Raid5 Problem

edited April 2005 in Hardware
Hi,
I had a Raid 5 setup with 4 200GB Maxtor drives. Last week one of them broke and im still waiting for a replacement. Yesterday the computer got really slow and i ran chkdisk. Because it took so long i went to bed and when i looked at it this morning it was stuck at "checking free space" at about 35%. I hit the reset switch and the Promise S-150 SX4 controller reported the array as off-line. Now there is an array defined but it reports two missing drives and one as free. I dont think there was any data lost on the drives, but i need the controller to recognize the 3rd drive. What can i do? There was a lot of data on it and it really would suck losing it all.
Thx for your help!

Jan

Comments

  • TexTex Dallas/Ft. Worth
    edited March 2005
    I wouldnt touch a thing till you get a replacement. Unless you were running raid-5 with three drives and a hot spare as the fourth (which would explian the slowness as it was rebuilding the array onto the hotspare which would be very slow and take a long time... then it needs a new drive to function properly and to rebuild the redundancy etc..

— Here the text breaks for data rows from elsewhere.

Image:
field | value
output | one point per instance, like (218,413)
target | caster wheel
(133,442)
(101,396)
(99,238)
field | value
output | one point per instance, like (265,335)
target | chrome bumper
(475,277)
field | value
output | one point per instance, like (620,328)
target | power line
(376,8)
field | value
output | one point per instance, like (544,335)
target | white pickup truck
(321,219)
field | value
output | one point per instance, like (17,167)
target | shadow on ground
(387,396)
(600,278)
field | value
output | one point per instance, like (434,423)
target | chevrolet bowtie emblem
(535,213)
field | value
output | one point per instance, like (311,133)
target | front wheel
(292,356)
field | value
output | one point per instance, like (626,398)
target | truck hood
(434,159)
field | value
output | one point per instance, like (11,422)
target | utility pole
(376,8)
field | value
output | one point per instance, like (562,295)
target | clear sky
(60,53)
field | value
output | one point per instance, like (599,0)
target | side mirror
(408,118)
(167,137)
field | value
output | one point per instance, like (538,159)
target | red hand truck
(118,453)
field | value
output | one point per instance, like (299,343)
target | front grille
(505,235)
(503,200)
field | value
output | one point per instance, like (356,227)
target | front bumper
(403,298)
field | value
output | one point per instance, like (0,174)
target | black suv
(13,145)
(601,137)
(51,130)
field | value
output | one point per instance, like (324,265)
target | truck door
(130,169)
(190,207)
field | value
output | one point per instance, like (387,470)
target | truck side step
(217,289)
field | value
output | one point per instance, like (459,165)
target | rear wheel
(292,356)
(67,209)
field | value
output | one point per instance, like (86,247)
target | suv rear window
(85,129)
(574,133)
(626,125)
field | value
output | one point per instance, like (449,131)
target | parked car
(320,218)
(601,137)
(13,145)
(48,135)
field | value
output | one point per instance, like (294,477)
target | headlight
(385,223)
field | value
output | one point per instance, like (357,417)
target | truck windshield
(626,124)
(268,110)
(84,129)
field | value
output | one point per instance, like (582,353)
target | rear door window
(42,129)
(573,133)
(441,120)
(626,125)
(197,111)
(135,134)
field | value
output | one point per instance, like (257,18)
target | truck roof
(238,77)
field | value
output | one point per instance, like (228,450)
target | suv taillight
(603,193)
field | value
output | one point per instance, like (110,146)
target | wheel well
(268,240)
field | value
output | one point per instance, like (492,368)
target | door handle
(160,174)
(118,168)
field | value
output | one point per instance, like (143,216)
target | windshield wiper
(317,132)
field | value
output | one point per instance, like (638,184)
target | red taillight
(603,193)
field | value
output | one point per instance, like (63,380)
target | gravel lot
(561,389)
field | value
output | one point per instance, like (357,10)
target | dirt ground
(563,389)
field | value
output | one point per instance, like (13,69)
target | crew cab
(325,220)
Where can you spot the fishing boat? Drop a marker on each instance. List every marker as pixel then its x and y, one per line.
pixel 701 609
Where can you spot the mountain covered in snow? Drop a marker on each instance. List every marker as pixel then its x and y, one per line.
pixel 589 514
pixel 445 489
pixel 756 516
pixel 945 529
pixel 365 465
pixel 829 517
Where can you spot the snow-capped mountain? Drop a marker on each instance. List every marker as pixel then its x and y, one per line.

    rebooting while its running in that mode was very bad. I personaly would never run raid-5 on a promise controller as they are not known for their robust raid-5 solutions.

    go email promise tech support RIGHT NOW and ask how to proceed. There are very few of those controllers in teh field and probably fewer running raid-5 and if you want GOOD advice and not guesses considering that the data is important go to Promise for the answers on how to proceed.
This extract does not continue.